Hypotension, subarachnoid block and the elderly patient.
Author(s): Critchley LA
Affiliation(s): Department of Anaesthesia and Intensive Care, Chinese University of Hong Kong, Prince of Wales Hospital, Shatin, Hong Kong.
Publication date & source: 1996-12, Anaesthesia., 51(12):1139-43.
Publication type: Review
This article reviews the current literature on the management of hypotension during subarachnoid block in the elderly. Hypotension results from blockade of the sympathetic nervous system, which causes decreases in both systemic vascular resistance and cardiac output. Abolition of normal cardiovascular reflexes is also important and may explain unexpected cardiac arrests during subarachnoid block. Untreated block in the elderly results in decreases in systolic arterial pressure, systemic vascular resistance and central venous pressure. Cardiac output appears not to decrease as has been previously reported and heart rate is affected by several different factors. Preload to the heart should be maintained during block by giving adequate intravenous fluids and 8 ml.kg-1 is satisfactory in most cases. Adequate preloading prevents decreases in cardiac output and unexpected cardiac arrests. In this respect, mild head down till is also beneficial. Ideally, intravenous fluid should be given as the block is developing.
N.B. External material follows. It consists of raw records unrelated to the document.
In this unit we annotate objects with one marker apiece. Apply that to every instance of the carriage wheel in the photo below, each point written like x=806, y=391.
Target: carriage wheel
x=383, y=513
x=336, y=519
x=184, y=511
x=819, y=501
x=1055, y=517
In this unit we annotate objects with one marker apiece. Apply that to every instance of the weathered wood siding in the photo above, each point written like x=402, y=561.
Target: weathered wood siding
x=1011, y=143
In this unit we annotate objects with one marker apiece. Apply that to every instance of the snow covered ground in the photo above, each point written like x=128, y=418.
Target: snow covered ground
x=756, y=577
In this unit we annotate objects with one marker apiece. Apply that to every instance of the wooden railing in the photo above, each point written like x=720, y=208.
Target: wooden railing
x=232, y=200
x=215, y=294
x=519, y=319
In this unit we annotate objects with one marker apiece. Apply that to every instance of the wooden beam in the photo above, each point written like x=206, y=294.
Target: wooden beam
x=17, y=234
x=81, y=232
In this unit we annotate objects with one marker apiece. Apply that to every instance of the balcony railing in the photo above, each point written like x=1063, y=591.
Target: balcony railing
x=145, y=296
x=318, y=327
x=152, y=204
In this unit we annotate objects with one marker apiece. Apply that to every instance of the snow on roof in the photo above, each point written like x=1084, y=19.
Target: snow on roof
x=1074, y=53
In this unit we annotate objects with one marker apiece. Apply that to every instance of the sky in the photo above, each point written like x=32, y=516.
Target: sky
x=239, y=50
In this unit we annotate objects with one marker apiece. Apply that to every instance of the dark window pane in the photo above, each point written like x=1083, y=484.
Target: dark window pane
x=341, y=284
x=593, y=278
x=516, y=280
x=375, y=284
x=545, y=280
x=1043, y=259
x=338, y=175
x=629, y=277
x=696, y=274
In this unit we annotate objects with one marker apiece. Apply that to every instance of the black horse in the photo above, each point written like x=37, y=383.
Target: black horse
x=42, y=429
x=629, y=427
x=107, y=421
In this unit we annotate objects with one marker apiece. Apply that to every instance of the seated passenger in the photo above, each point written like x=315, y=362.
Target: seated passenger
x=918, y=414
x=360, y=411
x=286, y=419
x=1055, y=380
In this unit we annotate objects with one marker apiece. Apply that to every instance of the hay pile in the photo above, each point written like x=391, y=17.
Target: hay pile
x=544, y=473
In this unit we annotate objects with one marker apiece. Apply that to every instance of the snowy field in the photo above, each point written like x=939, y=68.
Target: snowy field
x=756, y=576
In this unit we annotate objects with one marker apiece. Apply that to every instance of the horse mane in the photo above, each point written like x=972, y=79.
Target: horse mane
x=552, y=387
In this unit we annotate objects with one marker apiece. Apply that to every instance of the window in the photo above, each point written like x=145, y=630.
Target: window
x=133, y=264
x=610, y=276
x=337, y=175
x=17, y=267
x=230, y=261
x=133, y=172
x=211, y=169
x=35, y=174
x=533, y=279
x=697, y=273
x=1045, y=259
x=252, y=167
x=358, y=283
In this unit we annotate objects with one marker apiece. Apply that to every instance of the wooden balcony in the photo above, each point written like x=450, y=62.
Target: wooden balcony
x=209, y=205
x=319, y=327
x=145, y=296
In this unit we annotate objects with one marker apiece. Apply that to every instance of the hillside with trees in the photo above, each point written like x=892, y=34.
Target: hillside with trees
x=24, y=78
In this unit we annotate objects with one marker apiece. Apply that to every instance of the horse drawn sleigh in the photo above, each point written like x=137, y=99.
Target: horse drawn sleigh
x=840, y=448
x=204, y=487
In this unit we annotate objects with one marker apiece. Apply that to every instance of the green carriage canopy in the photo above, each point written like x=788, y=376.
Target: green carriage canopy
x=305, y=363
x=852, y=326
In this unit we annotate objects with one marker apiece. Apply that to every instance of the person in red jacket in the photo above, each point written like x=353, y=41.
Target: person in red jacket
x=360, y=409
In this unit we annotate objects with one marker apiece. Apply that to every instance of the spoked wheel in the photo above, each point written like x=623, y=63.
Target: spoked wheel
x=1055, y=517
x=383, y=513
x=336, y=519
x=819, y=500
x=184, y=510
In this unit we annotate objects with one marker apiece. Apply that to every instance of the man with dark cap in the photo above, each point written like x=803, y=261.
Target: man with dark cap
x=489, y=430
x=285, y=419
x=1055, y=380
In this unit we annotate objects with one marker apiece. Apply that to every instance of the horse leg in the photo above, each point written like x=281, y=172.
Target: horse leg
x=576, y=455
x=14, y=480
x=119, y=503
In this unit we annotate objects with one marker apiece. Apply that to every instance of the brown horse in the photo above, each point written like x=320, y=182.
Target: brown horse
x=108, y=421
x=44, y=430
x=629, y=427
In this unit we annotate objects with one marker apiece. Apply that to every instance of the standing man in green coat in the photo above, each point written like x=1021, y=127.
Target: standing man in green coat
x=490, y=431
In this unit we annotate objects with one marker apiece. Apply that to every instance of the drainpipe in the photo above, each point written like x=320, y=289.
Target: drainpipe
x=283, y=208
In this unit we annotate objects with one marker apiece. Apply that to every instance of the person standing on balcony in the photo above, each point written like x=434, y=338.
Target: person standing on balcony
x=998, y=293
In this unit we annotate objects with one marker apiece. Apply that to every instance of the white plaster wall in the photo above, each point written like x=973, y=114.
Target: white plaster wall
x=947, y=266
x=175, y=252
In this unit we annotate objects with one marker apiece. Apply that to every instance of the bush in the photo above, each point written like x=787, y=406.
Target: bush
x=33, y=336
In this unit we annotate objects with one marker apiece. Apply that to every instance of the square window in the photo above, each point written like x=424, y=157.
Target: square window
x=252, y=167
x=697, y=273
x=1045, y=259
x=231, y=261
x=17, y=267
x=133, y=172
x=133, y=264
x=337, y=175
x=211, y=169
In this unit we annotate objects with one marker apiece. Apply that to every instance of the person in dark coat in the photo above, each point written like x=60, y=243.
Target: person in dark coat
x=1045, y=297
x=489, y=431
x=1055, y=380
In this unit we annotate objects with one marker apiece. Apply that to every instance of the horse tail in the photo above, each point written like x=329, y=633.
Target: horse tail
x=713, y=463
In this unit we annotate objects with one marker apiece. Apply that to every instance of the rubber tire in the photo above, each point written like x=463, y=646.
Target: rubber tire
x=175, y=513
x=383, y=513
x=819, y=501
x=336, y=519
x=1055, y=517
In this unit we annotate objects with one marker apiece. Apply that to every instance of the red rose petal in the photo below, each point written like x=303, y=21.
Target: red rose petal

Excessive fluid administration serves no useful purpose and can cause fluid overload and urinary retention. If systolic arterial pressure decreases by more than 25%, or to below 90 mmHg, treatment with a vasopressor is indicated. The efficacy of ephedrine has recently been questioned, as it is a poor vasoconstrictor and inotrope in the elderly. The alpha-adrenoceptor agonists may prove a more logical choice, because they increase both peripheral resistance and preload. Metaraminol by infusion (< 10 ml.h-1 of 10 mg in 20 ml) has been used successfully, though hypertension can occur.